After all the ups and downs, he describes his current situation as being in a period of growth – and knowing where he stands as the leader in the kitchen.
“You don’t need to be the best at anything – you just need to know who in the organisation can solve the problem. There are chefs in my kitchen who are stronger, faster and have better technique, and there will always be younger people better than you.”
Tan admitted: “I got very, very lucky. There are plenty of people out there who’ve worked much harder than I have to achieve some measure of fame or business stability, and plenty more who haven’t achieved that. Anyone who has some measure of popularity should treasure that and conduct himself as a good example.”
He recalled one memorable incident during his Lolla days, concerning a colleague in the kitchen from Myanmar.
“He was very steady and consistent, but sometimes he made small, careless mistakes. And I used to really chew him out. Until one day, he turned to me and said ‘I’ve done everything you asked me to do, there’s no need for you to shout.’ I realised this guy, who’s probably my age, uprooted himself without his family and sends money back home – the amount of patience to do all that, that’s tough. It was a turning point for me.”
FOOD WASTAGE AND SERVICE STAFF WOES
In 2017, Tan decided to travel – and found himself in Manila, Bali, Surabaya and Mongolia. “I was basically trying to figure out what food means in a market that’s larger than Singapore.
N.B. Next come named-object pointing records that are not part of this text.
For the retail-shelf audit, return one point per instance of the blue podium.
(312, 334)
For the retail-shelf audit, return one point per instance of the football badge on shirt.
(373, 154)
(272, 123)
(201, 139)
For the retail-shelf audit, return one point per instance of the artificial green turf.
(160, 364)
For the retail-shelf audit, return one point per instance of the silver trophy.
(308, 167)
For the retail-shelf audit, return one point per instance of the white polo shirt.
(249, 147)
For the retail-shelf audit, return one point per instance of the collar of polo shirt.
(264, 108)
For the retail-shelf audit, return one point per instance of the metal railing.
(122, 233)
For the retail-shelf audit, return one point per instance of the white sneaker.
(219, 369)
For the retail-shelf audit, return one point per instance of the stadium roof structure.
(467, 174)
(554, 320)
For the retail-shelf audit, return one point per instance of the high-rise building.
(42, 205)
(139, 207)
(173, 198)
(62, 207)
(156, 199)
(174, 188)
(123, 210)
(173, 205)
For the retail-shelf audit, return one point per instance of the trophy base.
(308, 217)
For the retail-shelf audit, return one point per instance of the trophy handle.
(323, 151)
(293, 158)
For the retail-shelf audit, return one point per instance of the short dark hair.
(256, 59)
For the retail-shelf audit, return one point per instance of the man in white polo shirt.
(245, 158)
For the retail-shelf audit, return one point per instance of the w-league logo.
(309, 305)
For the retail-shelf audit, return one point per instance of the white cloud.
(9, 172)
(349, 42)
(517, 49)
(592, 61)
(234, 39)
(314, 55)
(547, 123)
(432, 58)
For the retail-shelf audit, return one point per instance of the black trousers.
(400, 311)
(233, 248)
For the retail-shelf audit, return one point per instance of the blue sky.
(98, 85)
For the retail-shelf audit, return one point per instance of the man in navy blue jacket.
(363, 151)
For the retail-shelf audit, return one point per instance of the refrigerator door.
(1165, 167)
It taught me that you can capture 100 per cent of the market here and that’s only six million people. If you capture 10 per cent in Indonesia, that’s 27 million, 25 per cent in Metro Manila, that’s 10 million. It’s a much bigger game,” he said.
“I got very, very lucky. There are plenty of people out there who’ve worked much harder than I have to achieve some measure of fame or business stability, and plenty more who haven’t achieved that."
Exposure to other food scenes has also gotten him thinking about larger issues like food wastage or the treatment of service staff.
“Singapore has a strong throwaway culture, and it’s not great for us in the long run. If we’re being wasteful, you’ll have a rotten society. But if you take care of food at all levels – not just the high end spectrum – you can potentially use food for much better good.”
Tan also observed “the service line in other countries are treated with more respect than in Asia – there’s the servitude thing. In places like Australia or New York or Los Angeles, people see being a server as a career. It’s not seen as a lower tier job like in Singapore, where when you tell people you’re a waiter or a cook, you get an eyebrow raised.”
Indeed, for all his food business ventures, Tan seems to have a bird’s eye view of food as culture.
Said Tan: “Food is just the end result. If food is not about people, it’s worthless. It should be celebrating culture, identities, telling stories, tracing lineage, pointing the direction of where society should go.”
Jam at Siri House is located at 8D Dempsey Road, Dempsey Hill, #01-02. Tel: 9667 0533. SAD: The Last Meal will be held from Mar 29 to 30. Tickets are sold out.